The deal attracted wide praise when it was priced.
“A huge success and was always going to be,” said one on-looking banker. “There’s a large captive investor base dying for this kind of long Gilt. That said it was a smooth process, I could see that from watching the movement in underlying Gilts into and around the pricing.”
There was also a fair bit of daylight between the second placed deal and the chasing pack. The Inter-American Development Bank’s $4bn April 2021, priced on April 12 by BMO Capital Markets, Citi, Deutsche Bank and Nomura, gained an average score of 8.89.
That deal caught the eye at the time, as it was the issuer’s largest ever bond with a book that, at one point, peaked at more than $7.5bn of demand.
“This was a stunning deal,” said a banker on the trade at the time. “It got off to a fast start and never slowed down. It broke most records on IADB bonds — book size and deal size. It’s particularly impressive in an environment where market participants have been worried at the depth of demand in primary .”

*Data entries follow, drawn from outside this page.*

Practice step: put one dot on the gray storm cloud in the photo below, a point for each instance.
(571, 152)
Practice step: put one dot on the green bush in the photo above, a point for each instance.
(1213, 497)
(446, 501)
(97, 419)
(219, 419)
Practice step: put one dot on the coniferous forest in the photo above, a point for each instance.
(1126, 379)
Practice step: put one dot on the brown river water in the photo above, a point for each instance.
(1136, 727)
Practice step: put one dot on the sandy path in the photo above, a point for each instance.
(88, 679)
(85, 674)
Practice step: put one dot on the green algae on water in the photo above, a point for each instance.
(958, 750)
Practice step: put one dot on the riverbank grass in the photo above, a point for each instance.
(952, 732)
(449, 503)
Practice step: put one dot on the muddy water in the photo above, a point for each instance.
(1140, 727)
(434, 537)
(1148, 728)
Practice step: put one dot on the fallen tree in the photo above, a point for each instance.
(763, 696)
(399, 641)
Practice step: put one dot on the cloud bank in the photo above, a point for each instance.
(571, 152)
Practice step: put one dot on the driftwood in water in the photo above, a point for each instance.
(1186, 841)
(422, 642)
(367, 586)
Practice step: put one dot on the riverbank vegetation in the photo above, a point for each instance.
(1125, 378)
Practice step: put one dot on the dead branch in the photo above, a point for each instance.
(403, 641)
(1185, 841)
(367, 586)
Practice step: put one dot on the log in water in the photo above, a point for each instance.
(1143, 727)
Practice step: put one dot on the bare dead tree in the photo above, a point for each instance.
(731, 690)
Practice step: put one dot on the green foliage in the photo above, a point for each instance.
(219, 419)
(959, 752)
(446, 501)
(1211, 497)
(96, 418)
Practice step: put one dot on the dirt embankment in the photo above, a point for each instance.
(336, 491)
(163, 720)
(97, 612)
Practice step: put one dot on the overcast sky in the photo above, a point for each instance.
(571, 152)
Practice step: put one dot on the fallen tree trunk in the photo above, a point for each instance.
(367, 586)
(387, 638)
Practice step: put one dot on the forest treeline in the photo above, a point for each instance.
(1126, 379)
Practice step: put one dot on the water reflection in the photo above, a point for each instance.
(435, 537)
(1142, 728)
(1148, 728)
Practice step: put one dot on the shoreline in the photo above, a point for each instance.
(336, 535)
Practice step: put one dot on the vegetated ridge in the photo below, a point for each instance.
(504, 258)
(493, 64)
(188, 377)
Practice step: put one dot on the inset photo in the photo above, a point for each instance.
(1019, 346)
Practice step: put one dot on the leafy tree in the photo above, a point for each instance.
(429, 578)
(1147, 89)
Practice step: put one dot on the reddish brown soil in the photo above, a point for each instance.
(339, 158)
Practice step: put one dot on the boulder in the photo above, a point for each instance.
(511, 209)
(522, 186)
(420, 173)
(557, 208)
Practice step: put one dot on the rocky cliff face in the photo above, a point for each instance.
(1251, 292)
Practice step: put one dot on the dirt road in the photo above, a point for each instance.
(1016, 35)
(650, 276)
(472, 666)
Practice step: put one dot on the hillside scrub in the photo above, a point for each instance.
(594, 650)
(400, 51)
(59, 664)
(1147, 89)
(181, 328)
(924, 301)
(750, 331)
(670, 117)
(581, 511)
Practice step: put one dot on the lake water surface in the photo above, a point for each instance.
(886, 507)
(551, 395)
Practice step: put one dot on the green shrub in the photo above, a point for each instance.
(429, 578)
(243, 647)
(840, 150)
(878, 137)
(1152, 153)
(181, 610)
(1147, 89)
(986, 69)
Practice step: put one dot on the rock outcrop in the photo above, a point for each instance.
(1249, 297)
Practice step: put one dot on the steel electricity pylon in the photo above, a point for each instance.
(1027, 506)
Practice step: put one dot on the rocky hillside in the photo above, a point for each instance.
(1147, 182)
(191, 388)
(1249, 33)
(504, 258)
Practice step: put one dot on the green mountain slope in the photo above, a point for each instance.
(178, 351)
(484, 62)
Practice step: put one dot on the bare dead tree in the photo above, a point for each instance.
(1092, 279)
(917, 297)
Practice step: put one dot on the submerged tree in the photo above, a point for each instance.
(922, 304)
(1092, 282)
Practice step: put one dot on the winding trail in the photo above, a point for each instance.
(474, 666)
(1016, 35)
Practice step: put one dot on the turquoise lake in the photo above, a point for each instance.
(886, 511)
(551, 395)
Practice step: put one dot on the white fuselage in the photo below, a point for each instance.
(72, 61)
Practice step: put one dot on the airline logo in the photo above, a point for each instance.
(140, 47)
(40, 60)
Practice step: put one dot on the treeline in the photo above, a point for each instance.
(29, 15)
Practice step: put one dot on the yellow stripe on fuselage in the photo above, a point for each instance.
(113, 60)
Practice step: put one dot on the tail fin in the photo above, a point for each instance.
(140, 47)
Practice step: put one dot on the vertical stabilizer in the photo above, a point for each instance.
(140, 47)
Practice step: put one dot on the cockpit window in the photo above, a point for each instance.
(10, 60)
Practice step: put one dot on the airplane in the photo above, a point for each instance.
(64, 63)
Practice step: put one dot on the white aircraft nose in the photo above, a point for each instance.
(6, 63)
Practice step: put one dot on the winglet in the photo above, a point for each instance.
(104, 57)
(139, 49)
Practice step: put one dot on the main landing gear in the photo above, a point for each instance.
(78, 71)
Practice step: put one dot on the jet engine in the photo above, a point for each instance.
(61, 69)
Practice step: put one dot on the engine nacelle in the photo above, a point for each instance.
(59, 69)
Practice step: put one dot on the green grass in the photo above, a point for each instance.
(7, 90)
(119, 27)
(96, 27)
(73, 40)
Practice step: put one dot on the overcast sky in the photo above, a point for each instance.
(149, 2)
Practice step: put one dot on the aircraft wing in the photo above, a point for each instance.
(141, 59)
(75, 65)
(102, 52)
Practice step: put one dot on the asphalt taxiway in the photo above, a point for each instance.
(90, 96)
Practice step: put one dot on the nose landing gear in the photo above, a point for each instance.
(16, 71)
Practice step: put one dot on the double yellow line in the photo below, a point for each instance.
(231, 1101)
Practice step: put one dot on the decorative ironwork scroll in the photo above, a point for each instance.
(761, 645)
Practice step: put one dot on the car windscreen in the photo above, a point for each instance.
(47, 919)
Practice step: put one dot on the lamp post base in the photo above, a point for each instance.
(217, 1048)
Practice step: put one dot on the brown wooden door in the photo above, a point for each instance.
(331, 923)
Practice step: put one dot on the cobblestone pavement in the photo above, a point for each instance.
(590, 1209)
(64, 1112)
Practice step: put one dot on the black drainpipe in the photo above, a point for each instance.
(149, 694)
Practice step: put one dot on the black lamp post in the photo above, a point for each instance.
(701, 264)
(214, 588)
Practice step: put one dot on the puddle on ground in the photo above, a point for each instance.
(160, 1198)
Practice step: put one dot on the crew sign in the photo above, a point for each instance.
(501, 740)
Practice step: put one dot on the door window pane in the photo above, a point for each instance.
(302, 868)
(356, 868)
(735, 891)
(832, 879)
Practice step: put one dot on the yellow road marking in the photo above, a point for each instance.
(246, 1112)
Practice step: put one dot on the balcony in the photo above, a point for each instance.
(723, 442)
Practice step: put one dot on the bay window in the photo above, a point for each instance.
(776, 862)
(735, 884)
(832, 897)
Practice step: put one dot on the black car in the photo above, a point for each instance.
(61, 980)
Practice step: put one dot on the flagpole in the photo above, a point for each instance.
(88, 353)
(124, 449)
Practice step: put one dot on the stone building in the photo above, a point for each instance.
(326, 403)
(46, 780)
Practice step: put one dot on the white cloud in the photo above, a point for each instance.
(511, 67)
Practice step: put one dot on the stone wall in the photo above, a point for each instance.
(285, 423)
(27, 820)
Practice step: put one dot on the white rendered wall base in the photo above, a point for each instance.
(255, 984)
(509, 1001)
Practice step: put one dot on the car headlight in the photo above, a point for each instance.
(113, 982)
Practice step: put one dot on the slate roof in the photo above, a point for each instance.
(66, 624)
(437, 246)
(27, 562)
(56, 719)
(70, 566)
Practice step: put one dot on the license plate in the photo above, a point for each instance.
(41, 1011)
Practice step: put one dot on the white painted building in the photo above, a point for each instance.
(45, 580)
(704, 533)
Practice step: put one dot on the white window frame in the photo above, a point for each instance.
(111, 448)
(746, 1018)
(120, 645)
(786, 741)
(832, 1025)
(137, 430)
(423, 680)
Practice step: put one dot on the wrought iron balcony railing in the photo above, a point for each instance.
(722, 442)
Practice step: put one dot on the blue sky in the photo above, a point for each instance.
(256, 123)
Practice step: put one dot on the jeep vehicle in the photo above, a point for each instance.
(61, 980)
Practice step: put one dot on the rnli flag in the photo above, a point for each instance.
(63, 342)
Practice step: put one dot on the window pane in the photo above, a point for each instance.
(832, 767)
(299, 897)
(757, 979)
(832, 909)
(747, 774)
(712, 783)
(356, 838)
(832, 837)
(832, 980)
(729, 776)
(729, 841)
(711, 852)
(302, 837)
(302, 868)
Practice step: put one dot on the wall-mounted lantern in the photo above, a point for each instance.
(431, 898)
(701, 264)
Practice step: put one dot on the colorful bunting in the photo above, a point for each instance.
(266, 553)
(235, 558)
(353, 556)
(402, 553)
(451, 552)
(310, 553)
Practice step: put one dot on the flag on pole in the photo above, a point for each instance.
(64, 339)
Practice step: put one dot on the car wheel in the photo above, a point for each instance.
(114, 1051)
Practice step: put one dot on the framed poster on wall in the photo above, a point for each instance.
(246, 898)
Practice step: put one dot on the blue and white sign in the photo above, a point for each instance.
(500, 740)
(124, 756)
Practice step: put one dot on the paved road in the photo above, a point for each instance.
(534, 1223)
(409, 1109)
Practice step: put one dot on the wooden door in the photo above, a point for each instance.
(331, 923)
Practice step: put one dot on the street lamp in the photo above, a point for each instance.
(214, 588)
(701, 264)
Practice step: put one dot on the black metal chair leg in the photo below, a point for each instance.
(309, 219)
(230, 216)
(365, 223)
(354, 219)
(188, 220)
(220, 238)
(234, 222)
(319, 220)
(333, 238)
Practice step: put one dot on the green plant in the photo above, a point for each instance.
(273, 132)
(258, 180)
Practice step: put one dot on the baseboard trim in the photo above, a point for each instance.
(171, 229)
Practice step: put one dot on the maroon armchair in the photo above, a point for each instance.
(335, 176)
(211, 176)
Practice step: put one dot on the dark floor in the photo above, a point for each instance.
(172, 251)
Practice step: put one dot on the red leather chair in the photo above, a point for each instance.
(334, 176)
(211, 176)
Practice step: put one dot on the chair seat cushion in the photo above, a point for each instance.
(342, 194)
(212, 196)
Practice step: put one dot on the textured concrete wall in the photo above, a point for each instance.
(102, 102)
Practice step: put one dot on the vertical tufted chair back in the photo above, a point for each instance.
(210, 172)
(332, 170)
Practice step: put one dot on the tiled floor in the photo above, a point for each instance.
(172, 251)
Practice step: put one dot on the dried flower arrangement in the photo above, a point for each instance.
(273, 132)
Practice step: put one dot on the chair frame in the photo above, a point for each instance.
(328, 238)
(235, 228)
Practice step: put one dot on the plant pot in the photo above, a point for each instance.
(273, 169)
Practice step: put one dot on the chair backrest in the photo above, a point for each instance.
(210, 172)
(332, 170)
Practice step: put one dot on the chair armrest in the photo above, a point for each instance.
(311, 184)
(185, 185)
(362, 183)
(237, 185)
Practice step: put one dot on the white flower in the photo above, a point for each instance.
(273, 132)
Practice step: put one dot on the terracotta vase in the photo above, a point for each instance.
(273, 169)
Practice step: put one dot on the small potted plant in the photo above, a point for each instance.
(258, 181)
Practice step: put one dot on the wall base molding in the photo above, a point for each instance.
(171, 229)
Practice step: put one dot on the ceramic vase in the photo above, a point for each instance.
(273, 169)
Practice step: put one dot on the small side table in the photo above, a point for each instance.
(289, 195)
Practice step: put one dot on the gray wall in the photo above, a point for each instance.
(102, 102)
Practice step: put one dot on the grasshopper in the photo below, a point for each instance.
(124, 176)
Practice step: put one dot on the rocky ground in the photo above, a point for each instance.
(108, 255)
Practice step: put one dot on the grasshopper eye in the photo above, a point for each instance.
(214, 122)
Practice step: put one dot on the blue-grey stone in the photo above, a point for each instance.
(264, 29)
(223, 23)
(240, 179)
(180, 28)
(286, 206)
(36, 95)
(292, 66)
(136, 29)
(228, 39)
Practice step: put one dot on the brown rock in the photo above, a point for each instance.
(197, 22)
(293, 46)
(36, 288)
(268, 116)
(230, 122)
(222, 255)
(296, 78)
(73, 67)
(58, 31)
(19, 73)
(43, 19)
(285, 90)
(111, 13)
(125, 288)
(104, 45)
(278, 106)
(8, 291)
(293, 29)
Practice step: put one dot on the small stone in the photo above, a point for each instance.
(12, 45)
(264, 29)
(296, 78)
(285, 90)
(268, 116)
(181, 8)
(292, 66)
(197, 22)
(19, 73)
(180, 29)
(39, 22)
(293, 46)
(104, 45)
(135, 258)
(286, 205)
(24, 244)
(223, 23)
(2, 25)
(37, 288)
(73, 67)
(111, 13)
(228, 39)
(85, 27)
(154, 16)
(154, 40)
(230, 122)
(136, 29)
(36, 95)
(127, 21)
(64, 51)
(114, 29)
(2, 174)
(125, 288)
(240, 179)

A sovereign and two agencies round out the top five — and it was a close run thing between the three. Portugal’s €3bn April 2034 from April 11 scored 8.60, Bank Nederlandse Gemeenten’s €1.75bn April 2025 from April 9 got 8.57 and Finnvera’s $1bn June 2023 from June 20 was just behind on 8.55.
GlobalCapital collected scores on 35 benchmarks priced in the second quarter. The average deal score in the first quarter was 7.57. For euro benchmarks it was 7.43, and for dollar benchmarks 7.61.
That compared with an overall average score of 7.72 for the 80 benchmarks marked in the first quarter. But the outperformance of dollar bonds over euros was consistent, with dollars beating euros that quarter by 7.81 to 7.59, roughly the same difference as in the second quarter.